Terjebak di Balik Bayang-bayang Donnarumma
James Trafford didatangkan kembali dari Burnley senilai Β£31 juta dengan asumsi ia akan menjadi suksesor utama Ederson. Namun, keputusan Pep Guardiola untuk merekrut Gianluigi Donnarumma hanya berselang satu bulan kemudian telah mengubah hierarki kiper secara drastis. Trafford, yang semula dijanjikan peran utama, kini harus puas menjadi penghuni tetap bangku cadangan dan hanya tampil di ajang piala domestik seperti FA Cup (terbaru saat melawan Salford City).

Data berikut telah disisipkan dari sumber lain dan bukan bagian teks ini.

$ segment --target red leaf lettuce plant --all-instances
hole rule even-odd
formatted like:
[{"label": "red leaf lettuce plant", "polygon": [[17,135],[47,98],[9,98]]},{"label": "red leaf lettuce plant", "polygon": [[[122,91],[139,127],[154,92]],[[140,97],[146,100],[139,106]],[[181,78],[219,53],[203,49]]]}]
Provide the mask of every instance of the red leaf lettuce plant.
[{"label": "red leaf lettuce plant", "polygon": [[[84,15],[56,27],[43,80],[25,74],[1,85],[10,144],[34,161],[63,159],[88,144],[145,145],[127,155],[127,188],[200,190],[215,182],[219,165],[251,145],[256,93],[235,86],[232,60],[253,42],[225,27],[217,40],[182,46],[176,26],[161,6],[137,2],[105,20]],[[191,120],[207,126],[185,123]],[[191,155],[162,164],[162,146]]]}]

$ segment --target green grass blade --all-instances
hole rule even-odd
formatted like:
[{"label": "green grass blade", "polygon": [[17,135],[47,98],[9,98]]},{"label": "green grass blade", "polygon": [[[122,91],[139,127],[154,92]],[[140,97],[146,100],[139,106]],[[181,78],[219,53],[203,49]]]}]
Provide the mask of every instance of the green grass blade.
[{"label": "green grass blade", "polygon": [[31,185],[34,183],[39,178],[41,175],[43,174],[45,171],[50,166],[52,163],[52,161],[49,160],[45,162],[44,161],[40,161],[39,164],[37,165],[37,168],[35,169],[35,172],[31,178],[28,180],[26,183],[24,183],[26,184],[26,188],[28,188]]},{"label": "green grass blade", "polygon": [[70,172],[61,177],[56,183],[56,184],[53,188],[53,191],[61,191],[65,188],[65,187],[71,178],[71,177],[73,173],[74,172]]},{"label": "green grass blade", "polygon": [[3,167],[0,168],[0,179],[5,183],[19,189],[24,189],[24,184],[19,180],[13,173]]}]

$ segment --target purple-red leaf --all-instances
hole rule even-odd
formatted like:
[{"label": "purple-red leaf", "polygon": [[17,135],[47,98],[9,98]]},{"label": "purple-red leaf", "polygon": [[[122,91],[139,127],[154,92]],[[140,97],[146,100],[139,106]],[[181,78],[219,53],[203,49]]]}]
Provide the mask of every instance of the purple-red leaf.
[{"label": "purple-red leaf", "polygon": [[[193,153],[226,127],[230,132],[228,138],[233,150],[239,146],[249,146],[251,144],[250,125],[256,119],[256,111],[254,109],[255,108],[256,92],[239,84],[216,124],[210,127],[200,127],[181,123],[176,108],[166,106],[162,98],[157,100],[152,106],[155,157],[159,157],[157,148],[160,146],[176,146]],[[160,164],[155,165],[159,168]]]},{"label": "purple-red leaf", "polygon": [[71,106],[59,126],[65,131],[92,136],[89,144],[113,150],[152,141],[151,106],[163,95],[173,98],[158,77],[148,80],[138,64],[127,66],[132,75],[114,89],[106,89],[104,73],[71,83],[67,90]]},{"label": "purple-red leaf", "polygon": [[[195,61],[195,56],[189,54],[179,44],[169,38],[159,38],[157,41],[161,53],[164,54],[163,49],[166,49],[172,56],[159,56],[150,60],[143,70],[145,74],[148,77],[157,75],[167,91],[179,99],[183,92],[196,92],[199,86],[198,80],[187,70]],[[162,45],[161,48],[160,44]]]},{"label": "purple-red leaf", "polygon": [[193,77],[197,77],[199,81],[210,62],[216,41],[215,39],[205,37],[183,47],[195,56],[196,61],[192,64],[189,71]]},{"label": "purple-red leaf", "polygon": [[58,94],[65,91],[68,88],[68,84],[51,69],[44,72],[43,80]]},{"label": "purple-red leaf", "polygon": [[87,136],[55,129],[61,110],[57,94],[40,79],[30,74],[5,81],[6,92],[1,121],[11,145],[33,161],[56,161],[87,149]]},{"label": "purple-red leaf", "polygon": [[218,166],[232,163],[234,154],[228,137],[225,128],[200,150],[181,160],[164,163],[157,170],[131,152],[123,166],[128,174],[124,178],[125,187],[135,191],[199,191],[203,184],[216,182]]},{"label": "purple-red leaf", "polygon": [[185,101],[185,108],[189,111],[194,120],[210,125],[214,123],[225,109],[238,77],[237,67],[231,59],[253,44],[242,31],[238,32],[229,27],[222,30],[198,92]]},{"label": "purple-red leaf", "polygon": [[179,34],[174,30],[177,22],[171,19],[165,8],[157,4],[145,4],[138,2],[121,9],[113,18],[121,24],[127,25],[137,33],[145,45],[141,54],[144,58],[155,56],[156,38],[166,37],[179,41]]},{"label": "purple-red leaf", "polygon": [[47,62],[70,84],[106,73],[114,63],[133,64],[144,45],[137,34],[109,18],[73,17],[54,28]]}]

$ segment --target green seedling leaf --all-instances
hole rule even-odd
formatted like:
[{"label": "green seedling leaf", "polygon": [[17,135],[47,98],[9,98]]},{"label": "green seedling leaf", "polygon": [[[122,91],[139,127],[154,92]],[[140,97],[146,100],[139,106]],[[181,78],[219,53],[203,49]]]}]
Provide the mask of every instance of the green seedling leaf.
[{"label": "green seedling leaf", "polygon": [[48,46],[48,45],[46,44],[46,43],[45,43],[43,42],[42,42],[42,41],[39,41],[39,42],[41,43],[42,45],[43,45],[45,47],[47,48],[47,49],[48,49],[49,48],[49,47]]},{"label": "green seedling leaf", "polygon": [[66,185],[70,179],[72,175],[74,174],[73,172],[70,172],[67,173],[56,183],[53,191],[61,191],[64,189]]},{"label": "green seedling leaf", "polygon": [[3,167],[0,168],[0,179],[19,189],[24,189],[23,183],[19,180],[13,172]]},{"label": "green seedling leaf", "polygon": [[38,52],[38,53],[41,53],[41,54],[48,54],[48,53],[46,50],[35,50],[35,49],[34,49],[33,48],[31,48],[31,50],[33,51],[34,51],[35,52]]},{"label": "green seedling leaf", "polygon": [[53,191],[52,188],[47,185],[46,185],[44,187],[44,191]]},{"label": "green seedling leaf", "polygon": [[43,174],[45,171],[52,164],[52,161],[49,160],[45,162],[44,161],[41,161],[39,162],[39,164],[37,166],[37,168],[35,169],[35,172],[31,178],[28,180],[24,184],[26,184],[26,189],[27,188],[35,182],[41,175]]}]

Fokus utama analisis ini adalah dampak jangka panjang terhadap karier internasional Trafford. Dengan gelaran Piala Dunia 2026 yang semakin dekat, kurangnya menit bermain di kompetisi elit membuat posisinya di skuad Inggris asuhan Thomas Tuchel terancam serius. "Mengambil risiko" dalam konteks ini berarti Trafford harus berani menuntut transfer permanen atau pinjaman pada musim panas mendatang, meskipun itu berarti meninggalkan ekosistem bertabur bintang di Etihad Stadium. Menjadi cadangan abadi bagi kiper sekelas Donnarumma mungkin memberikan kenyamanan finansial, namun secara kompetitif, hal itu adalah "kematian perlahan" bagi talenta muda sekaliber Trafford.
Keputusan Krusial di Jendela Musim Panas
Bagi Manchester City, mempertahankan Trafford sebagai pelapis adalah strategi yang aman, namun bagi sang pemain, setiap menit di bangku cadangan adalah waktu yang terbuang. Fokus kini beralih pada bursa transfer musim panas 2026, di mana klub-klub seperti Newcastle United dan Leeds United dilaporkan mulai memantau situasi ini. Jika Trafford ingin membuktikan bahwa dirinya layak menjadi penerus Jordan Pickford di tim nasional, ia harus berani keluar dari bayang-bayang Pep Guardiola dan membuktikan kapasitasnya di tempat di mana ia menjadi pilihan utama. Masa depan Trafford kini sepenuhnya bergantung pada keberaniannya untuk bertaruh pada kemampuannya sendiri.